Session 8-checkpoint
Sessions 8 and 9: Opinion Extraction¶
Things for you to do
The first thing you need to do is run the following cell. This will give you access to the Sussex NLTK package.
In [ ]:
import sys
sys.path.append(r’T:\Departments\Informatics\LanguageEngineering’)
In labs 8 and 9 you will be looking at ways to extract opinion bearing words from DVD Amazon reviews. The goal is to find words that describe particular aspects of the film being reviewed. The specific aspects of films that we will be considering are: the plot, the characters, the cinematography and the dialogue. We are, in other words, interested in finding all of those words in a review that express the reviewers opinion about one of these aspects of the film. The idea is that this will provide a fine-grained characterisation of the opinion being expressed by the author of the review. We will refer to the words we are looking for as opinion words, and refer to the words used for particular aspects of the review as aspect words.
Following on from last week’s session on dependency parsing, you will use the output of a dependency parser as the basis for identifying opinion words. This is based on the assumption that the opinion words we are looking for are words that occur in a sentence in the review in a particular (dependency) relationship to one of our aspect words (plot, characters, cinematography and dialogue).
For example, the opinion word “amazing” might be found because it is used in a sentence where it is an adjective modifying the aspect word “plot”, as in the sentence “I thought it had an amazing plot.”.
Acquiring parsed sentences¶
As you may have noticed from the previous session, loading a dependency parser into memory is quite a slow task on the lab machines over the network.

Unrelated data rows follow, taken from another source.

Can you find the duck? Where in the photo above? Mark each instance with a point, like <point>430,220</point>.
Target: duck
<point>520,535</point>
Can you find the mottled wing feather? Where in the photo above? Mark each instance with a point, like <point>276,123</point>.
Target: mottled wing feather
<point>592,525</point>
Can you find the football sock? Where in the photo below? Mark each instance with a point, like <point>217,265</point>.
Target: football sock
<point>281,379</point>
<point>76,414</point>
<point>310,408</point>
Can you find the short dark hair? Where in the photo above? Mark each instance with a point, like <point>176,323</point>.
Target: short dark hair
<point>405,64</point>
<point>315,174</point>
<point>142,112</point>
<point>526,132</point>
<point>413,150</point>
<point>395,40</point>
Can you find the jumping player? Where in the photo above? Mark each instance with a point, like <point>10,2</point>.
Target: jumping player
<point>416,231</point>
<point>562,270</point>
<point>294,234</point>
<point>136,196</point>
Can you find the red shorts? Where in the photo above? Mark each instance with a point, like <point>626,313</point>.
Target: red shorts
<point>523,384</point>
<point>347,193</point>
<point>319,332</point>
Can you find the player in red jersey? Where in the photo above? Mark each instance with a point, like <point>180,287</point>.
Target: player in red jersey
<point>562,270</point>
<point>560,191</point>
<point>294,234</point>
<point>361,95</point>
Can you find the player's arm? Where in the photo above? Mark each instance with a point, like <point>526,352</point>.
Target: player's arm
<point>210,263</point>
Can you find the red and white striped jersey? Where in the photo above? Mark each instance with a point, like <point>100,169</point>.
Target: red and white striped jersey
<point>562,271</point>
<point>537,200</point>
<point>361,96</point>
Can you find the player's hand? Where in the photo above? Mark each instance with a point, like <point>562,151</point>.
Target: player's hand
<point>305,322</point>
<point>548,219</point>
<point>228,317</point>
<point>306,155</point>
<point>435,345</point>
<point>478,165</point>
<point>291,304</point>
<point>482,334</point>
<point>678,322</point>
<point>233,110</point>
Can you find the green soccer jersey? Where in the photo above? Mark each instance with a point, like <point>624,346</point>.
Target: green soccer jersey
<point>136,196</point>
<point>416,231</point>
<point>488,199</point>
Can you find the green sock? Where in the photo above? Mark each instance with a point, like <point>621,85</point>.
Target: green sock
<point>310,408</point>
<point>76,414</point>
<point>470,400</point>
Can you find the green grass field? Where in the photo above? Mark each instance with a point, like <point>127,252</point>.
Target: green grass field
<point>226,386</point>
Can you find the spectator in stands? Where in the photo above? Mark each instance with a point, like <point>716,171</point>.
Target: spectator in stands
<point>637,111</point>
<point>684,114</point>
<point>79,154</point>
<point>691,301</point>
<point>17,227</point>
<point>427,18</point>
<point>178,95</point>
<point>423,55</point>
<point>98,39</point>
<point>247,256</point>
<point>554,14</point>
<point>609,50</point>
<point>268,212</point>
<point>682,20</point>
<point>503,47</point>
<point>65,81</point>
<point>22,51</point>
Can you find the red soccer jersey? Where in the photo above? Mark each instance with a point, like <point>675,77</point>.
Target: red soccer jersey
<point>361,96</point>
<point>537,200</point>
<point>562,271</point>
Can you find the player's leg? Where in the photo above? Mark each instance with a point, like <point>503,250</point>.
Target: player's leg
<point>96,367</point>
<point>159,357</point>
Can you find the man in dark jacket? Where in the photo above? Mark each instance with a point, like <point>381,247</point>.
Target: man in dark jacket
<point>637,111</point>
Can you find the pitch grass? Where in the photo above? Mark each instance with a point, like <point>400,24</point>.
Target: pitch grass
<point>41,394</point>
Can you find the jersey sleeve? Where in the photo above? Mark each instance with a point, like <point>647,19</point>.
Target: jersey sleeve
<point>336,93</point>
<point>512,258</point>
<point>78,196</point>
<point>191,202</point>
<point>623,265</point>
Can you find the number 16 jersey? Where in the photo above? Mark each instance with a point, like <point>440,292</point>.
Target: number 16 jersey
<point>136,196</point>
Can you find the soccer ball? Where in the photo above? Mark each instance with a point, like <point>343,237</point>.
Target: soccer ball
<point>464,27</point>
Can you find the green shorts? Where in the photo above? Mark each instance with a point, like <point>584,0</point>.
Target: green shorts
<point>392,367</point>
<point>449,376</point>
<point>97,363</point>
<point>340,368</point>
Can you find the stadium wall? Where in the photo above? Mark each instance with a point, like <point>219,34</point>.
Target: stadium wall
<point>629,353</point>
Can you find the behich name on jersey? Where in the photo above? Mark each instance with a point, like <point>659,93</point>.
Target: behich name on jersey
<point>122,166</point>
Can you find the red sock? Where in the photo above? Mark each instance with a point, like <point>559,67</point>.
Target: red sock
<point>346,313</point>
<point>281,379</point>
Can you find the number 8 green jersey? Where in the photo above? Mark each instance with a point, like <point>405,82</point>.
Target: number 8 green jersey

So we have pre-parsed a collection of relevant DVD sentences for you. The code snippet below shows you how to get access to the pre-parsed sentences.
In [ ]:
from sussex_nltk.parse import load_parsed_dvd_sentences
aspect = “dialogue” # Our aspect word
parsed_sentences = load_parsed_dvd_sentences(aspect)
# To inspect the sentences, you could print them straight out
for parsed_sentence in parsed_sentences:
print “— Sentence —”
print parsed_sentence
# parsed_sentences is a list of ParsedSentence objects, where each sentence
# contains the word “dialogue” and was found in a DVD review.
Note that it is not possible to give an arbitrary aspect word as input to the load_parsed_dvd_sentences function that we have provided. Since it takes considerable computational resource to produce these data sets, we have pre-assembled a limited amount of suitable data for you to use for your experimentation.
Below is a full list of the aspects words that you can pass to the load_parsed_dvd_sentences function. The aspects in blue are the ones that you should definitely explore during these lab sessions (the others are for those interested in further exploration).
plot
characters
cinematography
dialogue
effects
acting
choreography
Things for you to do
For each of the aspect words “plot”, “characters”, “cinematography” and “dialogue”, use the function load_parsed_dvd_sentences to retrieve the parses for that aspect and find out how many parsed sentences are retrieved for that aspect.
Extracting content from ParsedSentence¶
When you call load_parsed_dvd_sentences(“plot”), you know that each sentence in the list that is returned contains at least one occurrence of the word “plot”. However, you do not know the position(s) in the sentence where “plot” occurs. For that you need a reference to the BasicToken objects for the occurrences of “plot”. A BasicToken object provides access to the token’s head and dependants.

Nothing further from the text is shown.